The point is that this is a polarised debate on a moral question and despite the grey area tax avoidance occupies between legitimate planning and illegal avoidance, both sides came at it with black and white views. Supporters of the PAC‘s pugnacious approach and those of the Big 4 accountancy firms brought firmly held preconceptions into the room and left with exactly the same ideas.
It is worth noting that PwC’s Kevin Nicholson, KPMG’s Jane McCormick, Ernst & Young’s John Dixon and Deloitte’s Bill Dodwell performed considerably better under Hodge’s aggressive questioning than Google, Amazon and Starbucks did, as you would expect. It is their job to deal with difficult questions of tax structuring. But their answers showed just how far the debate around tax avoidance has moved on and the gulf that now exists between tax advisers and the public.
Hodge seemed less interested in what the firms had to say and more interested in voicing the concerns of an outraged electorate in whose eyes the firms and their clients have a reputational problem.
The inability of the Big 4 to answer how much tax they saved their clients in return for paying their fees could not have looked good. The same could be said about their vagueness concerning their offices in tax havens. It will only add to the public’s idea that no genuine commercial activity takes place on these tropical islands.
At one point Dodwell brushed over the issue of VAT avoidance by big online retailers such as Amazon by saying that low value consignment relief (LVCR) was abolished last year. In doing so, he failed to address an increasing body of evidence which suggests companies are getting around the UK government’s removal of LVCR on Channel Islands mail order by shipping via Belgium.
The firms agreed that greater transparency is necessary, but it was clear that their idea of transparency differed greatly from the PAC’s. Dodwell explicitly rejected the idea of country-by-country reporting (CBCR) because it would be “too costly”, but if the Big 4 want to win this argument they will have to explain in clear terms how CBCR would be any more costly when companies will already be collecting this information.

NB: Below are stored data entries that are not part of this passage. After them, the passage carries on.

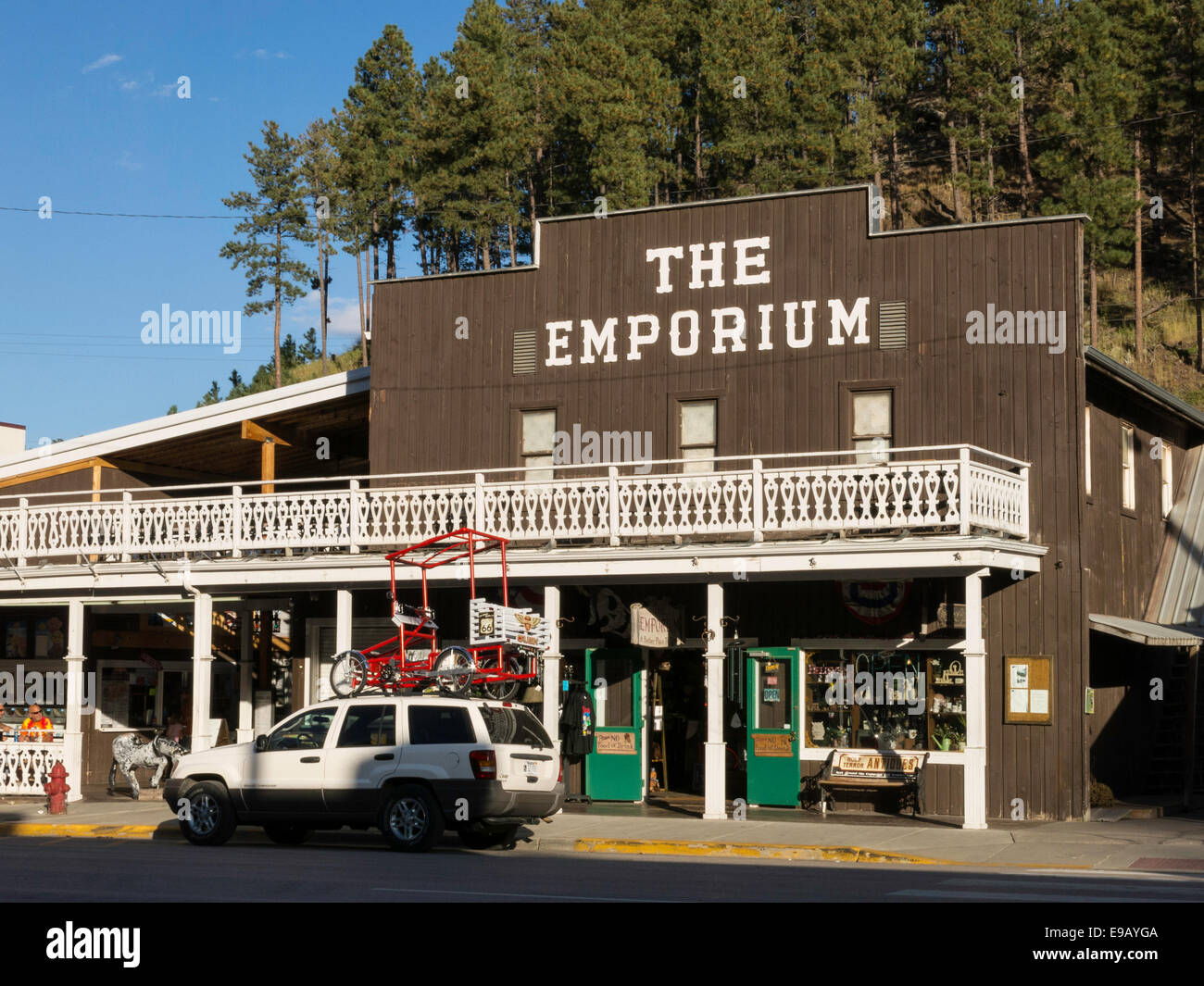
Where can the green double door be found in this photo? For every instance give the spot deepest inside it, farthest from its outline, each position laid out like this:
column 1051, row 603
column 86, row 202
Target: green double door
column 773, row 725
column 615, row 768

Otherwise it looks to a suspicious public as though corporates are only opposed to CBCR because they want to avoid taxes.
Advisers are right to point out that tax is complex. But it is not the public’s lack of understanding that has led to popular anger. Quite the opposite. The public has become aware of how the global tax system operates and it does not like it.
The problem is that the closed circles of the accountancy world, among which minimising clients’ tax bills is an unquestioned good, is isolated from public opinion, which has concluded that big corporations dodging taxes while services are cut is very much a bad thing.
That the two sides occupy two different worlds was apparent at the hearing.
At the end, Hodge asked a question which she said was rhetorical. But in a way, the entire hearing was rhetorical. For corporations and their advisers to restore their reputation, and for governments to design better laws, both sides will need to begin a more open and cooperative dialogue and work together to answer the question of what constitutes a fair share of tax and what requirements the spirit of the law places on companies.